A new twist on the Hygiene Hypothesis and Antibiotics

9:55 am health

Earlier this month, my 23 month old fell ill with a virulent ear infection. After a trip to the emergency room, we came back home with some ear drops and an antibiotic prescription. The antibiotic worked for about 3 days, the ear pain and fever was gone, but now he had developed chest and sinus issues. The fever returned as soon as we were done with the 5 day antibiotic dose. Back to the doctor: this time, another antibiotic with the same results. The fever returned in 5 days along with the sore throat and congenstion. Our latest trip to the doctor resulted in yet another antibiotic prescription, this time a 10-day dosage. Thankfully, the toddler seems to have recovered fully this time and the fever has not come back.

This, rather scary brush with illness got me thinking about my own childhood in the late seventies and eighties, where the slightest hint of fever would trigger generous doses of antibiotics. Things really have not changed at all. Doctors today may be much more aware of the declining efficacy of antibiotic drugs and the rise of reisistant germs, but that has not stopped them from prescribing antibiotics. Its almost like fighting a battle you know you are going to lose…eventually. Very quickly, the drug resistant species of the same germ would emerge and start propagating.
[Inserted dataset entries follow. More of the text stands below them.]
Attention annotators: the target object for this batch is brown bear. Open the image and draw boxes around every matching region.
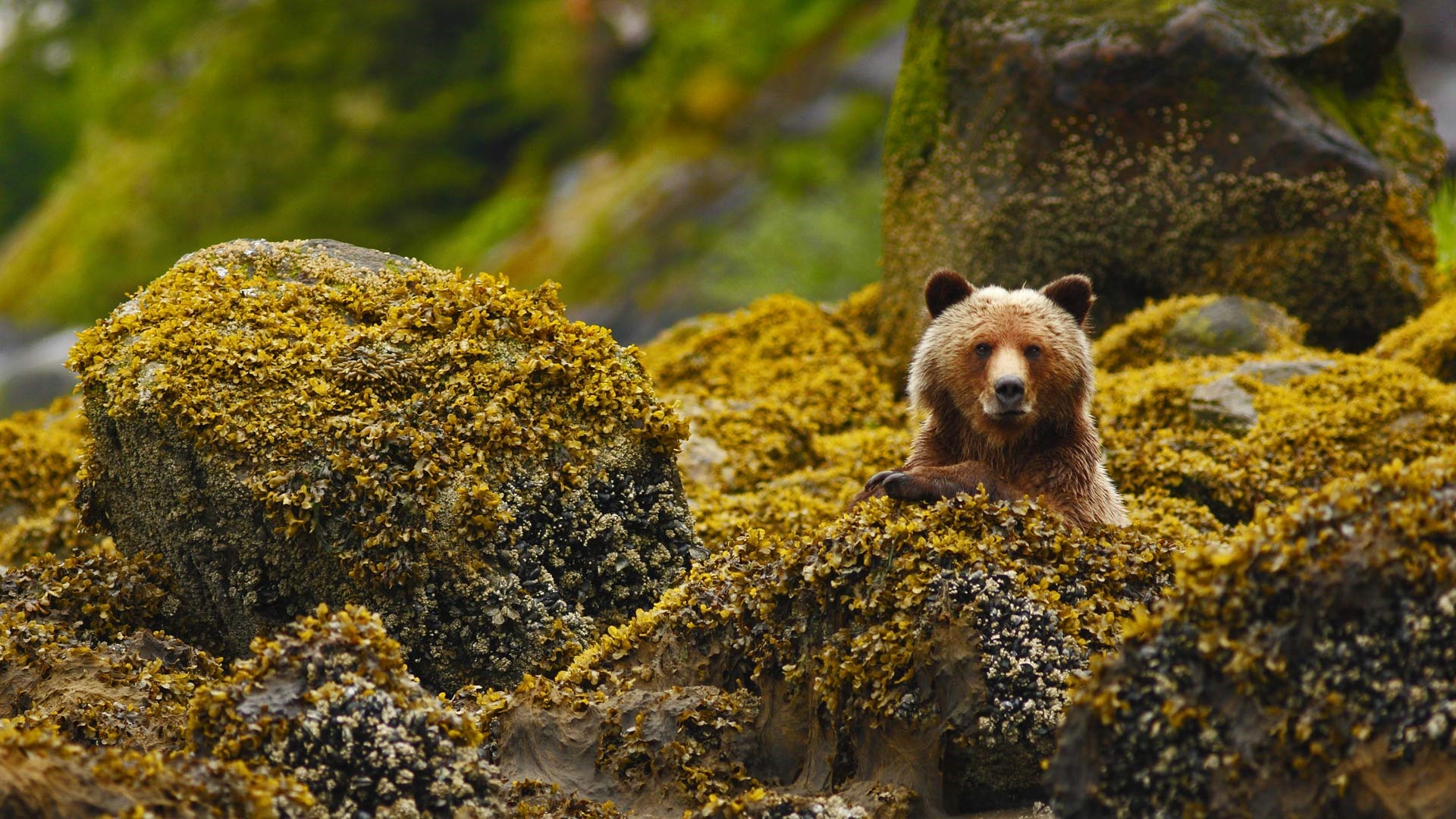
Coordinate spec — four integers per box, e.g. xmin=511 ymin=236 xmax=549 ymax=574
xmin=853 ymin=271 xmax=1128 ymax=526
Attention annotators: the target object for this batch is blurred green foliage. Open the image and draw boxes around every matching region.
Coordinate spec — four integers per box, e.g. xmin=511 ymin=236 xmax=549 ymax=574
xmin=0 ymin=0 xmax=913 ymax=335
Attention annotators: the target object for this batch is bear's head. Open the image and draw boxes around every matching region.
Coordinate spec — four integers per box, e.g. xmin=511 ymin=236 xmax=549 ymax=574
xmin=910 ymin=271 xmax=1094 ymax=444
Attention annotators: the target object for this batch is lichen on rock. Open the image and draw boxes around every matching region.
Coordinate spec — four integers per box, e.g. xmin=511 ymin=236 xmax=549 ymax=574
xmin=1370 ymin=293 xmax=1456 ymax=383
xmin=479 ymin=495 xmax=1174 ymax=816
xmin=70 ymin=240 xmax=695 ymax=688
xmin=0 ymin=398 xmax=108 ymax=566
xmin=1095 ymin=351 xmax=1456 ymax=523
xmin=1051 ymin=447 xmax=1456 ymax=819
xmin=881 ymin=0 xmax=1445 ymax=362
xmin=190 ymin=605 xmax=505 ymax=819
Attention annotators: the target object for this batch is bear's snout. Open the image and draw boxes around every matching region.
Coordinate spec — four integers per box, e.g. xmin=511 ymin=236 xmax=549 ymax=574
xmin=996 ymin=376 xmax=1027 ymax=411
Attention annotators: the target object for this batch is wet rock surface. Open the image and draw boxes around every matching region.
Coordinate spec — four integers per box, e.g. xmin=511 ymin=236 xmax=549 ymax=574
xmin=883 ymin=0 xmax=1445 ymax=360
xmin=71 ymin=240 xmax=695 ymax=688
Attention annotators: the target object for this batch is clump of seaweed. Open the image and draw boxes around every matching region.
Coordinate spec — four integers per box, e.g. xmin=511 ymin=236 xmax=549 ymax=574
xmin=0 ymin=398 xmax=105 ymax=566
xmin=1095 ymin=353 xmax=1456 ymax=523
xmin=0 ymin=720 xmax=318 ymax=819
xmin=644 ymin=286 xmax=908 ymax=548
xmin=541 ymin=495 xmax=1174 ymax=810
xmin=1370 ymin=293 xmax=1456 ymax=383
xmin=1051 ymin=447 xmax=1456 ymax=817
xmin=70 ymin=240 xmax=696 ymax=688
xmin=190 ymin=605 xmax=504 ymax=819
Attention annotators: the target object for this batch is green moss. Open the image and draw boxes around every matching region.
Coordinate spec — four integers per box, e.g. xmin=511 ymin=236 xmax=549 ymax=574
xmin=885 ymin=5 xmax=949 ymax=166
xmin=1051 ymin=447 xmax=1456 ymax=816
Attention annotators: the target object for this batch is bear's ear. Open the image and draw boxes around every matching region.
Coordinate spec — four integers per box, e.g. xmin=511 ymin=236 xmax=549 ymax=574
xmin=1041 ymin=275 xmax=1097 ymax=325
xmin=924 ymin=270 xmax=975 ymax=319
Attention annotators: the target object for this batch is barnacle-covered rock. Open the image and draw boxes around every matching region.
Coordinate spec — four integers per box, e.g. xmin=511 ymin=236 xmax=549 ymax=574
xmin=0 ymin=548 xmax=221 ymax=752
xmin=1092 ymin=296 xmax=1304 ymax=372
xmin=881 ymin=0 xmax=1445 ymax=362
xmin=0 ymin=720 xmax=318 ymax=819
xmin=71 ymin=240 xmax=693 ymax=688
xmin=1370 ymin=293 xmax=1456 ymax=383
xmin=644 ymin=287 xmax=908 ymax=548
xmin=0 ymin=398 xmax=105 ymax=566
xmin=1050 ymin=447 xmax=1456 ymax=819
xmin=1095 ymin=353 xmax=1456 ymax=523
xmin=479 ymin=495 xmax=1174 ymax=814
xmin=191 ymin=605 xmax=504 ymax=819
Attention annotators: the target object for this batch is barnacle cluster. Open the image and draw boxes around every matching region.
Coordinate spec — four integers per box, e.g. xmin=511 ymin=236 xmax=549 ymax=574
xmin=190 ymin=605 xmax=504 ymax=819
xmin=644 ymin=286 xmax=908 ymax=548
xmin=1051 ymin=447 xmax=1456 ymax=819
xmin=0 ymin=398 xmax=105 ymax=566
xmin=1092 ymin=294 xmax=1304 ymax=373
xmin=70 ymin=240 xmax=695 ymax=688
xmin=1095 ymin=351 xmax=1456 ymax=523
xmin=0 ymin=544 xmax=313 ymax=817
xmin=556 ymin=486 xmax=1174 ymax=809
xmin=1370 ymin=293 xmax=1456 ymax=383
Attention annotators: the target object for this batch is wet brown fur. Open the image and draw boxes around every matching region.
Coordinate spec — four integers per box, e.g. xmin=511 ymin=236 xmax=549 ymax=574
xmin=853 ymin=271 xmax=1128 ymax=526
A recent article in Newsweek, highlighted the need for a shift in thinking for the medical research community…from trying to kill all microbes in our bodies to trying to understand the critical role they play in balancing human vitality and illness:

As antibiotics lose their effectiveness, researchers are returning to an idea that dates back to Pasteur, that the body’s natural microbial flora aren’t just an incidental fact of our biology, but crucial components of our health, intimate companions on an evolutionary journey that began millions of years ago. The science writer Jessica Snyder Sachs summarizes this view in four words in the title of her ground-breaking new book: “Good Germs, Bad Germs.” Our microbes do us the favor of synthesizing vitamins right in our guts; they regulate our immune systems and even our serotonin levels: germs, it seems, can make us happy. They influence how we digest our food, how much we eat and even what we crave. The genetic factors in weight control might reside partly in their genes, not ours. Regrettably, it turns out that bacteria exhibit a strong preference for making us fat.

The recent spate of news reports about MRSA, methicillin resistant Staphylococcus Aureus is really not news. MRSA has targeted select groups of vulnerable people for the last five years: football players and hospitalized patients. However, it has recently made the leap from those select groups to the general population….

….first as an opportunistic infection among people already hospitalized, now increasingly a wide-ranging threat that can strike almost anyone. The strain most commonly contracted outside hospitals, dubbed USA300, comes armed with the alarming ability to attack immune-system cells.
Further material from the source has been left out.